C’est ainsi que dans le passage suivant du livre de Tobit, nous voyons les épreuves de Sahra, fille de Raguel, qui est injuriée comme Tobit par sa famille, avec comme accusation, de faire mourir, par Asmodée, ses maris. On la couvre de honte, et on la soupçonne de même de les tuer, et de les faire ensuite enterrer : « Un Daemon, Asmodée fait mourir tes maris, et tu en as eu déjà sept. Or tu as fait mourir tes maris, et préparer leur sépulture. »
Notons que la femme de Tobit, Anne est une tisserande dans le texte de la Septante, et ici nous voyons bien que le récit est d’origine Manichéenne. C’est en effet que nous avons expliqué que les tisserands sont au Moyen-Âge, le nom qu’on donne habituellement aux pratiquants de cette religion. Cette Anne, serait-elle la figuration de Marie Denarnaud, car elle sera enterrée avec Tobit, comme Marie, avec Bérenger ? Nul ne le sait, mais Tobit est bien, quant à lui, l’image de l’abbé Saunière.

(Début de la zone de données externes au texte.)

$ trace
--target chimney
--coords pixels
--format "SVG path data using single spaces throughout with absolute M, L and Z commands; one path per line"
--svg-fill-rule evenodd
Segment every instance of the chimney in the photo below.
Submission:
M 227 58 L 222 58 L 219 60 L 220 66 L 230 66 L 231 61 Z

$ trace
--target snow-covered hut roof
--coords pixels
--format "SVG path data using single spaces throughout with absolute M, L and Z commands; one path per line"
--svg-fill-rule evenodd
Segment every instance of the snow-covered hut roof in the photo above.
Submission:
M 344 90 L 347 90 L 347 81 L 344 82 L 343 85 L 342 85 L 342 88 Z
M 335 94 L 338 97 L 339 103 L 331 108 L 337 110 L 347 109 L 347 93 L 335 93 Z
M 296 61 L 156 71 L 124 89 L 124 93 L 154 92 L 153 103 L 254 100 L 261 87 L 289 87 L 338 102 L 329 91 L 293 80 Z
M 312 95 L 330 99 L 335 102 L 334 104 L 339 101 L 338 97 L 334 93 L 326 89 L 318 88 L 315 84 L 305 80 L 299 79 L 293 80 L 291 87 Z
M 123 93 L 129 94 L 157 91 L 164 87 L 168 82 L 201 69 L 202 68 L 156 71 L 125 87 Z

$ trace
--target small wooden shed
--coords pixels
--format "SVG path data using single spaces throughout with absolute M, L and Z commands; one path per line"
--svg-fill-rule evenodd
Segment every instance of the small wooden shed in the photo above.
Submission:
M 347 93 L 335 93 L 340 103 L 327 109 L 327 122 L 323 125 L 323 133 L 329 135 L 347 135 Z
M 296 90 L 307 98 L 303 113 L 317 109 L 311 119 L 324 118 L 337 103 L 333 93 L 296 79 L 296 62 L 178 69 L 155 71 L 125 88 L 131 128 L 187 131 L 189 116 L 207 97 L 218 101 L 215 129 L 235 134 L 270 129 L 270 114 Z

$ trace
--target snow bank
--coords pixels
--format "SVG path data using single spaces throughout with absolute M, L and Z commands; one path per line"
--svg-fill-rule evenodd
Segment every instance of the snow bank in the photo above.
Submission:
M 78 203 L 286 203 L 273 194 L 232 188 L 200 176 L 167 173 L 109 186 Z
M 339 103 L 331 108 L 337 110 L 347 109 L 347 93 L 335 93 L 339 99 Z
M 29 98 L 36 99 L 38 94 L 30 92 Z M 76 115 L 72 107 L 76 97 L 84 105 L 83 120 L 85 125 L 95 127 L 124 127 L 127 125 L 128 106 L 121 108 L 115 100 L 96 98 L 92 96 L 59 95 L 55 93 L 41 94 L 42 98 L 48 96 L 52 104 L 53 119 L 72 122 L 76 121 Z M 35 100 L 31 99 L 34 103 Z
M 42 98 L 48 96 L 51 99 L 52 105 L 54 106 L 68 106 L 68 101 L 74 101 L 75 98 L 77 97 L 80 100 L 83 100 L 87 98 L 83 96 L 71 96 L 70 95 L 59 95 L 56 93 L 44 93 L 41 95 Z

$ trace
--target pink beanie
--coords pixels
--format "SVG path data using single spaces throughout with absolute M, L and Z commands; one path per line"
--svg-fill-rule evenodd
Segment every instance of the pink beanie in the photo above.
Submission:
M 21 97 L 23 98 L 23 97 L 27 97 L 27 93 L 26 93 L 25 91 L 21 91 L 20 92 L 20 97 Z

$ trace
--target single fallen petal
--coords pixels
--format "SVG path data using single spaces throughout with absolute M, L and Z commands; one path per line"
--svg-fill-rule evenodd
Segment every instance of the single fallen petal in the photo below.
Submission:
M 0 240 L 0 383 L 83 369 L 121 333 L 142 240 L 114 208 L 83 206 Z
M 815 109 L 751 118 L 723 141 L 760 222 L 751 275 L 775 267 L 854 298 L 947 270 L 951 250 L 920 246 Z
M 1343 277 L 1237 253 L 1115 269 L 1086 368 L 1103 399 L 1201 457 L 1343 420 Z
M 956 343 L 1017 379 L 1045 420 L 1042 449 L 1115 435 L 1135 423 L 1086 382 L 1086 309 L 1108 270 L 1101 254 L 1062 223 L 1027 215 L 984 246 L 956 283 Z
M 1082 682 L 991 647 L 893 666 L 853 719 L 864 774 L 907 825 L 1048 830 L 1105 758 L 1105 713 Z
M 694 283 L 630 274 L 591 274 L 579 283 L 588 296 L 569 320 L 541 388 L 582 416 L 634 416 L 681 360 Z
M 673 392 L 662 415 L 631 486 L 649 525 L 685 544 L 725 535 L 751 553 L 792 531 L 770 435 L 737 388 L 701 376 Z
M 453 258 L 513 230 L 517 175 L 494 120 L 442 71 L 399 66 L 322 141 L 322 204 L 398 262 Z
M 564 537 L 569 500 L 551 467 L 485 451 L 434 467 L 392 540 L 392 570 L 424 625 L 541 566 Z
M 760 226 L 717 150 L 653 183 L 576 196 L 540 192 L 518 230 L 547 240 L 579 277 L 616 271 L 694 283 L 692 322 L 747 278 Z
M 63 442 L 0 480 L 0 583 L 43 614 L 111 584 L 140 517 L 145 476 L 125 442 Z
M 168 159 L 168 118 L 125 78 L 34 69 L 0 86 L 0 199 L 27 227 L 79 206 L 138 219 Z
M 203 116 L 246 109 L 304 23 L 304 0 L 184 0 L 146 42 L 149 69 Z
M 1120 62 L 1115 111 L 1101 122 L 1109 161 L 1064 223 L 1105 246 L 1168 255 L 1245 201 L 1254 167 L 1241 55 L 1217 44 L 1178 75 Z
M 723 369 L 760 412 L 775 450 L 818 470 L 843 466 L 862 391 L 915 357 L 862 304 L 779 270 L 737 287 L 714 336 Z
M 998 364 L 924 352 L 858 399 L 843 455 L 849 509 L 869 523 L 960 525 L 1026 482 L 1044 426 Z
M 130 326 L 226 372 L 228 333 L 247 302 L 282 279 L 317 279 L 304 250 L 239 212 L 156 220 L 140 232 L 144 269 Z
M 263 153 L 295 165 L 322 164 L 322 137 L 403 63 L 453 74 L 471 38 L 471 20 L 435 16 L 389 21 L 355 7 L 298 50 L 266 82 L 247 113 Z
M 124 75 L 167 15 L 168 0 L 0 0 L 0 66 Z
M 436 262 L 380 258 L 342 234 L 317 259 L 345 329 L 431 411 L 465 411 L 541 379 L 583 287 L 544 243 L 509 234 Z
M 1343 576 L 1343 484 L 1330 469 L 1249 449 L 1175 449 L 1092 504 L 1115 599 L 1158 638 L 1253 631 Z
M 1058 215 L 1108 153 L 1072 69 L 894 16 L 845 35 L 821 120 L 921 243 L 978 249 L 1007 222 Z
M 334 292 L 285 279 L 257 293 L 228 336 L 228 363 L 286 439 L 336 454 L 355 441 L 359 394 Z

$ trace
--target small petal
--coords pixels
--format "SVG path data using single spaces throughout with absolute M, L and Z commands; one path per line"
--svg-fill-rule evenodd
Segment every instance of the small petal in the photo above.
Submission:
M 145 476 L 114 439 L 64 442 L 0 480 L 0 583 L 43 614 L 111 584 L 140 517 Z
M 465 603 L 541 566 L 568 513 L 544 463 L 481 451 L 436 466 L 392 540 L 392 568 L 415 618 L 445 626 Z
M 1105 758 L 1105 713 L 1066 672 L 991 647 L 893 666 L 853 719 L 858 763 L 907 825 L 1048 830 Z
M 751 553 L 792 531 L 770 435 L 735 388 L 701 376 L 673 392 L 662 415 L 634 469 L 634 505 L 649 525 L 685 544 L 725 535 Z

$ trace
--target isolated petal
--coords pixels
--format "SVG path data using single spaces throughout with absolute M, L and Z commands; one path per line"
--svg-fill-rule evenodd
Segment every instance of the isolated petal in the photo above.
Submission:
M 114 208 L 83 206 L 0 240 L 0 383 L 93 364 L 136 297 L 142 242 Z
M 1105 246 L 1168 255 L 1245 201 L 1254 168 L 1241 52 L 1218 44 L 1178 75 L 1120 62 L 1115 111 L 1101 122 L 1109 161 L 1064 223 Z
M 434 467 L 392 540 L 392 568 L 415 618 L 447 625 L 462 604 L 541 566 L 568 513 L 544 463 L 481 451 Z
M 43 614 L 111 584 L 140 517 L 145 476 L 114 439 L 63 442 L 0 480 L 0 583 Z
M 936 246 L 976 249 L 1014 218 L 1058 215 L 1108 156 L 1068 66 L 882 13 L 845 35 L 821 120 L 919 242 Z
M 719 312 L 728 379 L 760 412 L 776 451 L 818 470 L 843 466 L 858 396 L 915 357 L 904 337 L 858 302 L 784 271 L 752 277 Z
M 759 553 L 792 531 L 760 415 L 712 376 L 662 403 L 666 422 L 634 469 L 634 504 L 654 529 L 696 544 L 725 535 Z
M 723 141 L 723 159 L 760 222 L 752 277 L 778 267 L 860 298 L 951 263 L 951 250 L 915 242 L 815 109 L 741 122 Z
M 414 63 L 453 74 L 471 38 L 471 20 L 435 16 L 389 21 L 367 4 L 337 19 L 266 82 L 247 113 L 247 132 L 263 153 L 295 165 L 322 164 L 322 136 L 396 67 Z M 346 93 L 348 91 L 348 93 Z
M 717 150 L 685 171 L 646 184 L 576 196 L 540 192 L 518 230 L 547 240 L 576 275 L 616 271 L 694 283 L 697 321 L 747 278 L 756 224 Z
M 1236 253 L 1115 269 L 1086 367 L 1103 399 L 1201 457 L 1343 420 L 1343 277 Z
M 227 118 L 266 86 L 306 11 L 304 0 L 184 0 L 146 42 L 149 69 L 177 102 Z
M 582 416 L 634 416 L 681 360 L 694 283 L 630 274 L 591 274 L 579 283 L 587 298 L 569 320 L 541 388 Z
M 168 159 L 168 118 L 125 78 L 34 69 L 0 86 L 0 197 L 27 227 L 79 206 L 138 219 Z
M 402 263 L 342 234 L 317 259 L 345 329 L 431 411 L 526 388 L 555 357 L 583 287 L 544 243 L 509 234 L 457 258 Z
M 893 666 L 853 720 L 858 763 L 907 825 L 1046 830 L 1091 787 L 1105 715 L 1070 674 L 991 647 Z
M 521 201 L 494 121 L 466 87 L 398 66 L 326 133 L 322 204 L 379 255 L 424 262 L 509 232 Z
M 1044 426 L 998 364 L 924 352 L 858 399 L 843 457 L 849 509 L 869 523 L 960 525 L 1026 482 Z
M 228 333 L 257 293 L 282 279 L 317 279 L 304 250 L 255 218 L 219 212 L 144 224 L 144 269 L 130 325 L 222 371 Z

Car c’est dans son livre, « le trésor maudit de Rennes-le-Château », que G. de Sède affirmait que ce que « Bérenger (Saunière) avait le plus de mal à expliquer, c’est la raison pour laquelle il passait ses nuits enfermé dans le cimetière. […] Sa conduite faisait grandement murmurer : fût-ce aux yeux des plus mécréants, les tombes sont sacrées. D’ailleurs, au cimetière, le curé n’était plus chez lui, car en 1895, la municipalité intimait l’ordre à l’abbé, de laisser les morts dormir tranquille. »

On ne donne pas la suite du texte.